7.5.2 Prediction on an external study

We use the predict() function to predict the class membership of new test samples from an external study. We provide an example where we set aside a particular study, train the MINT model on the remaining three studies, then predict on the test study. This process exactly reflects the inner workings of the tune() and perf() functions using LOGOCV.
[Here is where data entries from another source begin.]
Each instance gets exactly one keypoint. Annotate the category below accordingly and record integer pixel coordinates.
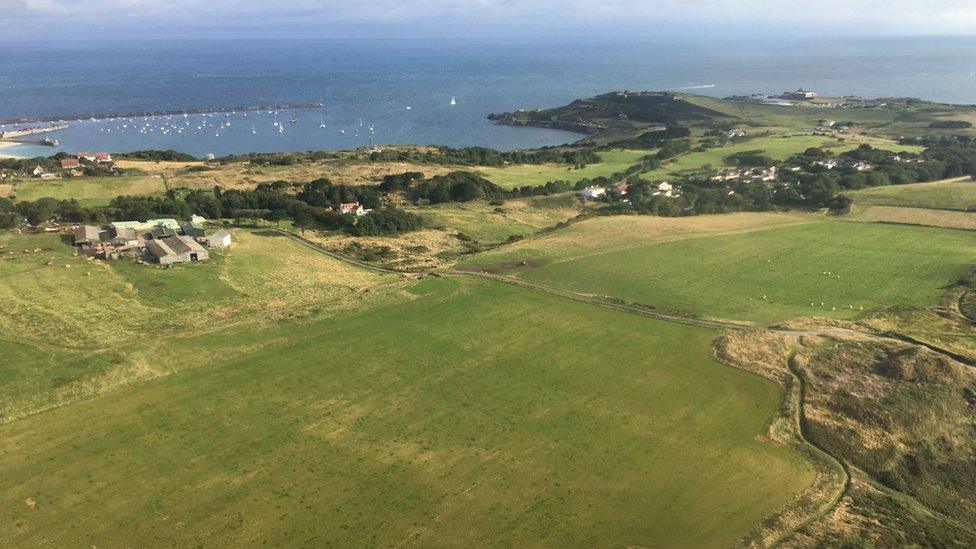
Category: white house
(664, 188)
(220, 239)
(354, 208)
(593, 192)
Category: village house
(592, 192)
(799, 95)
(220, 239)
(664, 189)
(176, 249)
(354, 208)
(97, 158)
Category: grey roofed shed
(86, 234)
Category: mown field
(84, 328)
(951, 194)
(614, 161)
(152, 178)
(472, 413)
(488, 223)
(779, 147)
(89, 191)
(767, 275)
(914, 216)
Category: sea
(403, 89)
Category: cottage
(176, 249)
(592, 192)
(192, 229)
(664, 189)
(86, 236)
(220, 239)
(354, 208)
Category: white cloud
(873, 16)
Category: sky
(47, 20)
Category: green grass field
(91, 327)
(952, 194)
(90, 191)
(533, 174)
(726, 276)
(472, 414)
(777, 147)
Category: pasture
(88, 327)
(470, 414)
(778, 147)
(488, 223)
(914, 216)
(950, 194)
(509, 177)
(771, 275)
(89, 191)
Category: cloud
(401, 17)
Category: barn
(176, 249)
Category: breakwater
(167, 112)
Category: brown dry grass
(917, 216)
(427, 249)
(243, 175)
(602, 235)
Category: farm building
(169, 223)
(593, 192)
(86, 236)
(161, 232)
(191, 228)
(123, 237)
(354, 208)
(176, 249)
(220, 239)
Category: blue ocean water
(375, 81)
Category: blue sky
(69, 19)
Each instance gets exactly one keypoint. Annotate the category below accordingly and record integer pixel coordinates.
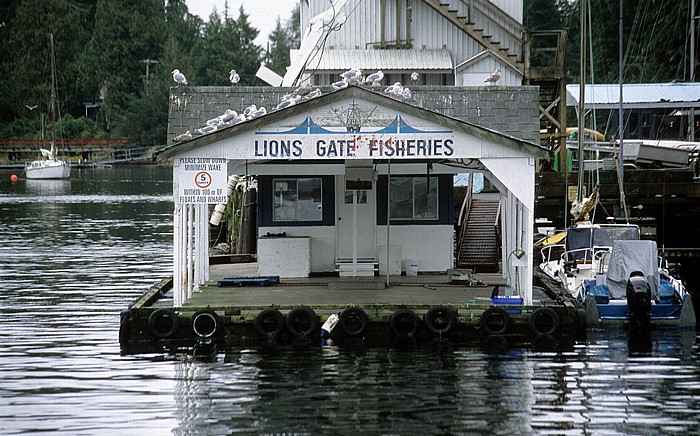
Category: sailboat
(617, 277)
(50, 167)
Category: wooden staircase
(488, 25)
(479, 244)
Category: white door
(356, 222)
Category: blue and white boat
(617, 277)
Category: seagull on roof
(374, 78)
(207, 129)
(179, 78)
(396, 89)
(183, 137)
(313, 94)
(302, 90)
(233, 77)
(340, 84)
(353, 76)
(228, 116)
(494, 77)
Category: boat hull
(617, 313)
(48, 169)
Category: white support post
(190, 249)
(203, 244)
(197, 242)
(178, 297)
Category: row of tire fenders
(303, 322)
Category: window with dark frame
(414, 198)
(297, 199)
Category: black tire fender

Here during our model training on the three studies only, we assume we have performed the tuning steps described in this case study to choose ncomp and keepX (here set to arbitrary values to avoid overfitting):

# We predict on study 3
indiv.test <- which(study == "3")

# We train on the remaining studies, with pre-tuned parameters
mint.splsda.stem2 <- mint.splsda(X = X[-c(indiv.test), ], 
                                Y = Y[-c(indiv.test)], 
                                study = droplevels(study[-c(indiv.test)]), 
                                ncomp = 1,  
                                keepX = 30)

mint.predict.stem <- predict(mint.splsda.stem2, newdata = X[indiv.test, ], 
                        dist = "centroids.dist",
                        study.test = factor(study[indiv.test]))

# Store class prediction with a model with 1 comp
indiv.prediction <- mint.predict.stem$class$centroids.dist[, 1]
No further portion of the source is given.